Bethan Evans, Rachel Colls and Kathrin Hörschelmann have written a paper on the insights offered by contemporary work in human geography on relationality to critical understandings of health pedagogies with a case study analysis of the change4life campaign. This is published as part of a special edition of the journal Sport, Education and Society (vol. 16, issue 3) edited by John Evans and Brian Davies which aims to explore the “transdisciplinary study of body pedagogies”, to celebrate “theoretical and methodological diversity in the social sciences” and which calls for “border crossings between the disciplines and perspectives of the social and bio-physical sciences in the interest of better understanding how social and cultural reproduction occurs both within schools and beyond them”. The abstract and full reference is pasted below:
Evans, B., Colls, R. and Hörschelmann, K. (2011) ‘Change4Life for your kids’: embodied collectives and public health pedagogy. Sport, Education and Society, 16:3, 323-341
Recent work in human geography has begun to explore the fluidity of bodily boundaries and to foreground the connectedness of bodies to other bodies/objects/places.

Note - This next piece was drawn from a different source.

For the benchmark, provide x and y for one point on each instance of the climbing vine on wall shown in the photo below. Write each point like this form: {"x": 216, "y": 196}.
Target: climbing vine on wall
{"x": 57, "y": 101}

Across multiple subdisciplinary areas, including health, children’s and feminist geographies, geographers have begun to challenge the notion of a singular, bounded body by highlighting the importance of, for example, relations of care and intergenerationality to everyday embodied experiences; remembered past/anticipated future bodies to self-perception and body image; affect/emotion to the production of embodied collectives; and connections to distant and proximate others to understandings of embodied rights and responsibility. In this paper we will review these areas of work in order to explore the ways in which this geographical work on embodied connections might contribute to recent debates concerning public health pedagogy and the production of embodied and emotional collectives in education. This will involve an analysis of the recent anti-obesity Change4Life campaign in the UK; used in this context as a way to explore how the campaign attempts to produce healthy bodies through a form of pedagogy which is centred upon notions of embodied connectivities and collectives.